I still didn't know what he's talking about, but I didn't bother to ask. The pain was much worse when he made me focus on it.

"But your brain only thinks that's what happened because it's not designed to comprehend its own molecular make up."

"Ralph," I warned him.

"Fine. No science lectures. I'll nutshell it for you. We've been traveling. We went a meter, our brains went the meter, our bodies went the meter, and then we did it again and again. We made it in one piece. We were never stretched or broken apart. There is no particle of Jake left in another galaxy. It just didn't happen that way, no matter what the brain thinks."

It was helping. His calm, reasonable voice was doing far more than any of the nurses or doctors who seemed genuinely baffled could do. I can't blame them for their confusion. We were the first jumpers they've tried to treat and while Ralph insisted StarTech filled them in on the protocol Mother had forwarded in advance of our arrival, I guess it's different when you're actually in the middle of things trying to figure out why some kid is screaming.

"How long did it take?"

"For us? Or for them? That's the question your brain is having trouble with."

"Why isn't yours?"

"Because I'm far better at science than you, Jake. I get it. I understand. Heck, I've spent my whole thinking life working through these quantum problems! And I know from HuTA that you fast forward many of your lessons." He gave a little laugh. "Can't hide anything from a 'bot, kid. I've given so much thought to this kind of travel that it just makes sense. My brain isn't confused."

"Helps you did it before," I said, trying to shift the way I was thinking and make my own brain convinced I was all there.

"True. But even the first time it wasn't much for me. Your mother, now...that's a different story. Of course, she was pregnant with you. That probably made it worse."

"I never felt this way on the ship," I protested, putting his theory to the test.

"Of course not! Why would you? See, to you, the ship was your world. You never really traveled, because your world, the one you knew, always went with you." He crumpled the bag he had been eating out of and tossed it on a table near the bed. Almost instantly a small bot appeared and cleared the wrapper, then cleaned the spot it had been on and disappeared. "You see that? We didn't have those on the ship. Not our world, and your brain knows it."

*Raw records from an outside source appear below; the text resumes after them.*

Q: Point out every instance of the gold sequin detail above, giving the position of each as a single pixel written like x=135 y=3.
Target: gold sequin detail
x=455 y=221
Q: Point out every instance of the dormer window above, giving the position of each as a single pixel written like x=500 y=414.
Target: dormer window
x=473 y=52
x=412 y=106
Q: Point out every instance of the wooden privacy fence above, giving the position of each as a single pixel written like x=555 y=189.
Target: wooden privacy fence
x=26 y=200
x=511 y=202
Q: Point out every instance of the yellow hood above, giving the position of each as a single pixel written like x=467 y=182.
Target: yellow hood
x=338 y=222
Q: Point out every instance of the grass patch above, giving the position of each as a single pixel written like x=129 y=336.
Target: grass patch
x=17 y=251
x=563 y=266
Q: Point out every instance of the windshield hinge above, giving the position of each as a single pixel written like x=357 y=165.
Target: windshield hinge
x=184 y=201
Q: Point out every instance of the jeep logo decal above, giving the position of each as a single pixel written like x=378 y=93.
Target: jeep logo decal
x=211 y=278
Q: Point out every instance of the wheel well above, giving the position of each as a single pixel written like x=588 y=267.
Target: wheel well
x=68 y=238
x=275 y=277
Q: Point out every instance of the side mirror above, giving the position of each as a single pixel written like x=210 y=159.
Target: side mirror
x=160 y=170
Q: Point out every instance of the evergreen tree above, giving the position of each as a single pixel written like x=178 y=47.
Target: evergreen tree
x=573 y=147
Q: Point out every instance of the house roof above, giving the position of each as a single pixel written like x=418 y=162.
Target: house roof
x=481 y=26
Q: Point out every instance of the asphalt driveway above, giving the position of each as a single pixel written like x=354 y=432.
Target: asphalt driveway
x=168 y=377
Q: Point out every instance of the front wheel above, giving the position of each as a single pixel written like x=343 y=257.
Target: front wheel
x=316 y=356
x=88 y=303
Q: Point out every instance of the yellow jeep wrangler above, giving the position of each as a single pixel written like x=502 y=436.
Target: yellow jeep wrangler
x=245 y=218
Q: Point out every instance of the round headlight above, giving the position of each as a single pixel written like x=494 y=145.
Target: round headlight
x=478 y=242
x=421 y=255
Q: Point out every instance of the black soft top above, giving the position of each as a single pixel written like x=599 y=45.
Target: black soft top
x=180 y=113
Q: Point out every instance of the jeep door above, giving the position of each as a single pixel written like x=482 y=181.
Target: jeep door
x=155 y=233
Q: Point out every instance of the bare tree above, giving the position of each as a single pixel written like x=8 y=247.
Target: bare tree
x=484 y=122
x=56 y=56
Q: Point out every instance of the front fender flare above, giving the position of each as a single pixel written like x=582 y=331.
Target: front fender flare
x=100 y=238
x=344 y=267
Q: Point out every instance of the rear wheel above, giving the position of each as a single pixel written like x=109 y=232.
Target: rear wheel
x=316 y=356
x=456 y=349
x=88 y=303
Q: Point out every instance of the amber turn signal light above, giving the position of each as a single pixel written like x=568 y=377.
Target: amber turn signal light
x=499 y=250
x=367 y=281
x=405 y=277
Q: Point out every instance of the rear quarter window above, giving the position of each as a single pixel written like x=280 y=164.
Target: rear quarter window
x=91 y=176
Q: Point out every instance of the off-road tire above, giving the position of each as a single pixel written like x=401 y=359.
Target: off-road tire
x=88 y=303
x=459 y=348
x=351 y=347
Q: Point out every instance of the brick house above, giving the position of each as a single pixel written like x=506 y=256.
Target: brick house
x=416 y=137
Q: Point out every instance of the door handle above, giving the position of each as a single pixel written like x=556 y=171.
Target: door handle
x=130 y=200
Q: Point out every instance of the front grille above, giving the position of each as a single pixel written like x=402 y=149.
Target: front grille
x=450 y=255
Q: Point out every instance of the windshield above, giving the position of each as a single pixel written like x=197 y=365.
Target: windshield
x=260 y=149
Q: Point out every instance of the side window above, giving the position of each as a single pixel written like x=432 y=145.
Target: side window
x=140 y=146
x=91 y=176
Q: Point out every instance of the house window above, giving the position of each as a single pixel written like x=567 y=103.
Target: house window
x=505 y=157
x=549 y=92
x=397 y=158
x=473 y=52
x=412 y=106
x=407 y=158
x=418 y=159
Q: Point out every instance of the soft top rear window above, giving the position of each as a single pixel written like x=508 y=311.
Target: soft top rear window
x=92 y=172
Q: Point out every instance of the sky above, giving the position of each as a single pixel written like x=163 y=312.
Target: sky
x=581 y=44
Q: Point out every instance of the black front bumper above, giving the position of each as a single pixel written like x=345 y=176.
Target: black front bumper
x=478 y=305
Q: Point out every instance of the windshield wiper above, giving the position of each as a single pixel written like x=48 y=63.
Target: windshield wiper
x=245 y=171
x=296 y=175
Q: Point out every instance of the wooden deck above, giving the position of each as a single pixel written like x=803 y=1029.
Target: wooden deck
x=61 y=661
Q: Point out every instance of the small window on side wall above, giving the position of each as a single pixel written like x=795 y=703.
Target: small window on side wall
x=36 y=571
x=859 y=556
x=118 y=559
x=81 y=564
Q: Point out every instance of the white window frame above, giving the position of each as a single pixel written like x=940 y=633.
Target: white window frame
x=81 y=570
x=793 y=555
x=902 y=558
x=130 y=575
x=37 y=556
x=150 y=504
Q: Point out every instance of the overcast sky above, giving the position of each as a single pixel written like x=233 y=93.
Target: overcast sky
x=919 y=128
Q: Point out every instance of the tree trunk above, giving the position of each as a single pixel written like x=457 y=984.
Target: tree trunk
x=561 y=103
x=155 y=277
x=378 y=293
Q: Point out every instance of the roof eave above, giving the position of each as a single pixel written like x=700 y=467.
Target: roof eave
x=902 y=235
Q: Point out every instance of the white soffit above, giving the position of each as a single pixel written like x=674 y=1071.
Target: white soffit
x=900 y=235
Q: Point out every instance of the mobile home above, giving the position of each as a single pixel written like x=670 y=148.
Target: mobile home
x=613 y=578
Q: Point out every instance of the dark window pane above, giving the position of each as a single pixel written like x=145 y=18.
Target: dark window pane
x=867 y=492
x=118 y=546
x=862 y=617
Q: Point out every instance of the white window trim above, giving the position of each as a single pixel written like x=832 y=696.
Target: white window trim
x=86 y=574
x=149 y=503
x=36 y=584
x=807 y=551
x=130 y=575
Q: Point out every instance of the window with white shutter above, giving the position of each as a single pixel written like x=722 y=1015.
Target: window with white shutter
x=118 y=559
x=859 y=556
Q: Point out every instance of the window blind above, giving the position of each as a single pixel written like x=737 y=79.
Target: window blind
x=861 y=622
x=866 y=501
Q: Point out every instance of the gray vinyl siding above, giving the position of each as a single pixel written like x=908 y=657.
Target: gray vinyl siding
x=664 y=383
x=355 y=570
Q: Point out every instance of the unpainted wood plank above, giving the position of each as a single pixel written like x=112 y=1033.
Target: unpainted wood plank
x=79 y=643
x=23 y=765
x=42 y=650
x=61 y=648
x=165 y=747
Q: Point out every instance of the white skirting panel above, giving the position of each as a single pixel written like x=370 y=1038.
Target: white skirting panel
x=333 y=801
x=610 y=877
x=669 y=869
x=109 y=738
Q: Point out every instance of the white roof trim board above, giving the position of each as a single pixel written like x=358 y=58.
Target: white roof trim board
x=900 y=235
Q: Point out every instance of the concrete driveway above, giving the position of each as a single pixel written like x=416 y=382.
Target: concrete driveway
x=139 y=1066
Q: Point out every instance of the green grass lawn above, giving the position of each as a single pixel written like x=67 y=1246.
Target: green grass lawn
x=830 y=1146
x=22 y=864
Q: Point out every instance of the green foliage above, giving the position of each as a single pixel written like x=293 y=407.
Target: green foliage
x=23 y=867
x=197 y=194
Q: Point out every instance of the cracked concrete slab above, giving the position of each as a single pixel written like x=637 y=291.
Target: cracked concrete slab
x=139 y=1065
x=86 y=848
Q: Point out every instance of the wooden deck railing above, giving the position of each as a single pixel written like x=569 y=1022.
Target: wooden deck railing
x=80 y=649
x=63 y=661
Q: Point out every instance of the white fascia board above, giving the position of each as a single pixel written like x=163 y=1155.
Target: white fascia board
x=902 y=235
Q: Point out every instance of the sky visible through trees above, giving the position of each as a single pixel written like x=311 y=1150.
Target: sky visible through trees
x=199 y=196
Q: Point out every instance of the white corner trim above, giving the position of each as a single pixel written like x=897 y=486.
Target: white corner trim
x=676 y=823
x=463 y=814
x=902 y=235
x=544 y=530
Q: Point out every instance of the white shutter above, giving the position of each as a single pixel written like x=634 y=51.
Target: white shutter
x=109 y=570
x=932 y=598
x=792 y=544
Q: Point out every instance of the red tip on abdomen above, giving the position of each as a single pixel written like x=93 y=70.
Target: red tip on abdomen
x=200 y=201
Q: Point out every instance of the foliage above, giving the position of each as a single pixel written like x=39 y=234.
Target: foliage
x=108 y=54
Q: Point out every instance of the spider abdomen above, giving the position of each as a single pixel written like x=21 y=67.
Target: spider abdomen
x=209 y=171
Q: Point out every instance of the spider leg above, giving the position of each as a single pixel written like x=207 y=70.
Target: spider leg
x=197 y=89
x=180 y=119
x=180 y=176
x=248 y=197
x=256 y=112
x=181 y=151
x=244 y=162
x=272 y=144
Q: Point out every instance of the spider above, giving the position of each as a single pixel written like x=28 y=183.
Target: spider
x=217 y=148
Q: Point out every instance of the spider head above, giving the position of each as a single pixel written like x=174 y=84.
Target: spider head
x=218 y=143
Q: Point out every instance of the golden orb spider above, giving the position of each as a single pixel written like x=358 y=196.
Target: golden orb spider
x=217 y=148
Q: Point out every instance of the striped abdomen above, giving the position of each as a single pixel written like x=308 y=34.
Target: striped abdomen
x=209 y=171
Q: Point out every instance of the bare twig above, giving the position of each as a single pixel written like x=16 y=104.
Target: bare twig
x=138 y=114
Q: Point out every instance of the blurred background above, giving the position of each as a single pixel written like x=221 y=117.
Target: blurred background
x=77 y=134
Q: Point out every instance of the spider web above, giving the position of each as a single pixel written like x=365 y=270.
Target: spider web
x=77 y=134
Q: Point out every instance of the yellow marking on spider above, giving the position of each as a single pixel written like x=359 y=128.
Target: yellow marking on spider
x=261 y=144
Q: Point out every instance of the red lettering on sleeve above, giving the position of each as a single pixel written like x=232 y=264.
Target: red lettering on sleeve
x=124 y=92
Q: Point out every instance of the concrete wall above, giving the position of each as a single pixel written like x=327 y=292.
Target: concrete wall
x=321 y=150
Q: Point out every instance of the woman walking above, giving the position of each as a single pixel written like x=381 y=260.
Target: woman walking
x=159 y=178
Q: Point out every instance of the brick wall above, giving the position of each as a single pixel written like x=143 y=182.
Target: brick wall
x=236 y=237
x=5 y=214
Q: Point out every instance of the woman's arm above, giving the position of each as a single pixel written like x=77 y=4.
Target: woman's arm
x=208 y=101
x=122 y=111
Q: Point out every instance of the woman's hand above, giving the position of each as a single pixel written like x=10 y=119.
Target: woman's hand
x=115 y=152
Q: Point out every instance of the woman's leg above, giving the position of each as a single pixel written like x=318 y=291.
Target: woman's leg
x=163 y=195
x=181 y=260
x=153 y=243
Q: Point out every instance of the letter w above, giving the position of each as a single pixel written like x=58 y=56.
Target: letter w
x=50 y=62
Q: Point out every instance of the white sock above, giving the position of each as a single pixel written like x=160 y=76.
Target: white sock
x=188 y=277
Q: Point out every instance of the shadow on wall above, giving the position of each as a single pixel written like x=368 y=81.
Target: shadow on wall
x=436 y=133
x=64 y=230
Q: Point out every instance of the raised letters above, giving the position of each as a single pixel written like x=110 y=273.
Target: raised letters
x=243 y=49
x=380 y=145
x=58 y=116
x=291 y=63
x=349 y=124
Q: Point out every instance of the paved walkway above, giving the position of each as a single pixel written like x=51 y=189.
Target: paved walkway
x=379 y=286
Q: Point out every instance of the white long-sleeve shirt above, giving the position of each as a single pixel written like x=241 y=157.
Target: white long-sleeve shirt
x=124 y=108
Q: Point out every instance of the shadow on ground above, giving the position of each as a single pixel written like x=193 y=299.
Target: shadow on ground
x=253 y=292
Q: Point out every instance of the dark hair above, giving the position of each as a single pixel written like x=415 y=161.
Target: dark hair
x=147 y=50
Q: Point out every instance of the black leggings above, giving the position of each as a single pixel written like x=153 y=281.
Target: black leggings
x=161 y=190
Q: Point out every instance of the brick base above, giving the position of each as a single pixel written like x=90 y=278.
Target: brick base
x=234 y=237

"I've been to surfaces of planets..."

"And to you it was like making a day trip. An hour hop, a nice little tour, and back home. This is the first time you've completely jumped, the first time you've left your home and gone bazillions of miles away."

I had to smile. "I don't remember HuTA saying anything about bazillions."

He grinned at me. "It's a scientific term. You wouldn't understand."

I was starting to feel a little better. His explanation actually made sense. I doubt I can ever really explain it to someone else. But something in my brain latched on to the idea, nodded, and started to get on with life. "Have you talked to Dad?"

"Yep. He knows we made it. Was very relieved." I made a noise. "None of that, you hear me? Your father was right to send you home and I won't have any attitude about it. It's done. And you've got a whole lot to learn about being a human if you're going to be good for anyone." He was angry. I think it was the first time Ralph's ever been angry at me. He got up and walked across the room. "I'm taking a shower. When I'm done, you're getting up off that bed and taking one, too." He slammed the door.